Jokes for all

Feel free to browse the collection of tall tales, yarns and downright lies.   They are all family safe - the test I apply is "would I tell this to someone's grandmother?"  If no,  I don't use it.     (That doesn't mean i don't appreciate a dirty joke,  but I don't think they're appropriate for broadcast on the radio - you never know who is listening or how old they are or  what their attitudes to dirty jokes amounts to. )

Bar

An American on holiday in England, has a Guinness's Stout for the first time in an English pub. Warm, thick, heavy and bitter he can't stand the stuff.  Not believing that anyone could drink, let alone like the stuff, he stands up and calls out, "I'll bet 100 pounds against your 10 that no one here can drink 10 Guinness pints in 5 minutes." 

The English just ignore the absurd, uncultured American and his bet and go back to their conversations. 

One little guy even leaves the bar.  However, a little while later that guy comes back and asks the American in a strong Irish brogue, "Yank, is that bet still on?" 

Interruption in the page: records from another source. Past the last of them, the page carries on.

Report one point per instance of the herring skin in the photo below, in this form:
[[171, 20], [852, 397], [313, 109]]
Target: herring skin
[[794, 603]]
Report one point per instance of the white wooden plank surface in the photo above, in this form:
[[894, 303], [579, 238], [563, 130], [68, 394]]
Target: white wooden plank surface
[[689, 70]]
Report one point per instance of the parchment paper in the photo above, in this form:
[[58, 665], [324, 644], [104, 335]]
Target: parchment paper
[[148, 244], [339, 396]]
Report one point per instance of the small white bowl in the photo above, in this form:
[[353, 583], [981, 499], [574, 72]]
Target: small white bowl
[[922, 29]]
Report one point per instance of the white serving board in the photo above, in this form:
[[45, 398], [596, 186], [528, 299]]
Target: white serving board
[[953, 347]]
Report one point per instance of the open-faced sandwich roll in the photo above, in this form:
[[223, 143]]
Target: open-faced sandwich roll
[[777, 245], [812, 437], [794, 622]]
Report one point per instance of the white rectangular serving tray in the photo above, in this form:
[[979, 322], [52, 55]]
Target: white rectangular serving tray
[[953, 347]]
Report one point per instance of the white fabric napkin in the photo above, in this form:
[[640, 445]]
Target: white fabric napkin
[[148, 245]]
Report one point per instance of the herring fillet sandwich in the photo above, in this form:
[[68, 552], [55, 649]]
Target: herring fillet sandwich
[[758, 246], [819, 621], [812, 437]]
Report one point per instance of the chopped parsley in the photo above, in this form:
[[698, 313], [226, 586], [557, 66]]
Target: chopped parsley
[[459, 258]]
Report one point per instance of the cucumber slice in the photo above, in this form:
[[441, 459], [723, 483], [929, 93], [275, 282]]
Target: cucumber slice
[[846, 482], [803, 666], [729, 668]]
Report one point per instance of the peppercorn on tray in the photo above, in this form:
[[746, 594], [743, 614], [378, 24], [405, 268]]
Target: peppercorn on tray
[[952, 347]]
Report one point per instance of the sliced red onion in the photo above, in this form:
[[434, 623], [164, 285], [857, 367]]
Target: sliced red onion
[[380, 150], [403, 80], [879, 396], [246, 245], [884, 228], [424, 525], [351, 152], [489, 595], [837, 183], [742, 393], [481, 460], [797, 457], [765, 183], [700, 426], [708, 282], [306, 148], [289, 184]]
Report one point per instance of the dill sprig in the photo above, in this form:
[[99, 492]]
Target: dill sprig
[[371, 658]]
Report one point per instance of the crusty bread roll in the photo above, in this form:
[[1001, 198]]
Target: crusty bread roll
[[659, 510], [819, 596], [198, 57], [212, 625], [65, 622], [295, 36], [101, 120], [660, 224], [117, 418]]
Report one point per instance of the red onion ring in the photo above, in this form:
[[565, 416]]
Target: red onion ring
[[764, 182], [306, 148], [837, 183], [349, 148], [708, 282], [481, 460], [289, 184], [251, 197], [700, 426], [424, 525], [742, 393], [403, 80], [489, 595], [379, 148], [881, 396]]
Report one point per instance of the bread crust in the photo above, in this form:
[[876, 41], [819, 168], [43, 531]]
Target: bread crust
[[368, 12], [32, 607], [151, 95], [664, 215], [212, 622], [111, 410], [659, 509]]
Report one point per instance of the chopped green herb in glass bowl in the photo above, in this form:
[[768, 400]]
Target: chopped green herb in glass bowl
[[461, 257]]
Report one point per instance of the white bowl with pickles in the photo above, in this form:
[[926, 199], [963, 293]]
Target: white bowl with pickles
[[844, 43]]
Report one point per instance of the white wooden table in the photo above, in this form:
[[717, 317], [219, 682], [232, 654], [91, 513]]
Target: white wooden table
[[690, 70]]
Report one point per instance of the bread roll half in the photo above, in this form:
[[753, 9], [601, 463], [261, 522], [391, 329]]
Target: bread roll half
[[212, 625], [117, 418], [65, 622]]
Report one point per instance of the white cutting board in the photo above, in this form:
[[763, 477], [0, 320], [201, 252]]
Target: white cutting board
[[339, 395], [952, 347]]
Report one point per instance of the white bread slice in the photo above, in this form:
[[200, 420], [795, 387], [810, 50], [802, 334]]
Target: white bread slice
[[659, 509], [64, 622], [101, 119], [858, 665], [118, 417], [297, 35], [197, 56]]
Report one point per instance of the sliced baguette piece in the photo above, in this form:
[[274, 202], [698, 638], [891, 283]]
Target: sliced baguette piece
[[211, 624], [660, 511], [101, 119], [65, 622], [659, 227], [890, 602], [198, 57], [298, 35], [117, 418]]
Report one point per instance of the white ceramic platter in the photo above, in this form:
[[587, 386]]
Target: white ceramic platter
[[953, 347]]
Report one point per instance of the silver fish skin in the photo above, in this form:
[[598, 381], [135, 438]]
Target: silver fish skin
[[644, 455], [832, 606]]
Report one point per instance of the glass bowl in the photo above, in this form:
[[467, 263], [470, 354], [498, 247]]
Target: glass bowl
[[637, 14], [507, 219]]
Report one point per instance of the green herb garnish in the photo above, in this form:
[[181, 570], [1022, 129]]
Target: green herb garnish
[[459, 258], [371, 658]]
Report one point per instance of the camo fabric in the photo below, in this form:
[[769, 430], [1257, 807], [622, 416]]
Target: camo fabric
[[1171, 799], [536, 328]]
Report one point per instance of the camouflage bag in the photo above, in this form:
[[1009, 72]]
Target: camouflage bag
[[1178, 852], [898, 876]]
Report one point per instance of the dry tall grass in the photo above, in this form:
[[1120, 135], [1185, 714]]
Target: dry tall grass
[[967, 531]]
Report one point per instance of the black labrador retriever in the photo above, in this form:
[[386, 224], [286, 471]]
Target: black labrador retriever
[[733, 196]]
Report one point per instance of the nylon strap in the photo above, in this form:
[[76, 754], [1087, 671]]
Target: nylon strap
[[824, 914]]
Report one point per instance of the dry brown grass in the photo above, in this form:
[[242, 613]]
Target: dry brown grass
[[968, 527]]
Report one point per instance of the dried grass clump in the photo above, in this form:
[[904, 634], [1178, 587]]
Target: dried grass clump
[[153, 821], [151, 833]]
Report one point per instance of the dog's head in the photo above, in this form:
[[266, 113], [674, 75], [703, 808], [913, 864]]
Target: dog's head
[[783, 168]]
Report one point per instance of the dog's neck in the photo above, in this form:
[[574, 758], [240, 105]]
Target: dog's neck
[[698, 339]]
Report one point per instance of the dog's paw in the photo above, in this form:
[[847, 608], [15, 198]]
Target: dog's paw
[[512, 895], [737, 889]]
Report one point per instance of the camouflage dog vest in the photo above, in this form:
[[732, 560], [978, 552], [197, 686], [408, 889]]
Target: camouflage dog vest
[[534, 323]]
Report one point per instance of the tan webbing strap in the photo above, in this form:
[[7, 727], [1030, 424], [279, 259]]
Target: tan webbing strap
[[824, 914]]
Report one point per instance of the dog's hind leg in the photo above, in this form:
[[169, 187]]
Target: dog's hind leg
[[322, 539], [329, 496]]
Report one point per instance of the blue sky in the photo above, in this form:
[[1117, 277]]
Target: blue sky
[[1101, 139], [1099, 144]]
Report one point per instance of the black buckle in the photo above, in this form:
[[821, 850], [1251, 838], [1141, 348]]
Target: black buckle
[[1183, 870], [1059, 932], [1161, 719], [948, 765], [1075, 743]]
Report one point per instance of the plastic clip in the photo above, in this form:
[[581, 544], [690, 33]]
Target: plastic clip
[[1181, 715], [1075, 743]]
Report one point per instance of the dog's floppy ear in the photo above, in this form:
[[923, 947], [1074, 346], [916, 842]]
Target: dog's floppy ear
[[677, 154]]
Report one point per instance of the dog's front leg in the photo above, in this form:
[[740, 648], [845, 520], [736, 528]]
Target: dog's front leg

"Sure."  Replied the grinning American, towering over the small Irishman, thinking the 10 pounds was already as good as his.

So the bartender lines 10 Guinness's up on the bar and the Irishman drinks them all in less than 5 minutes.  (Actually finishing them in less than 3 minutes while taking time out to light a cigarette.)

As the American hands over the money in disbelief, he asks, "Where did you go when you just left?" 

The Irishman answers, "Jasus Yank, I couldn't risk 10 quid, so I went next door to the other pub to see if I could do it first."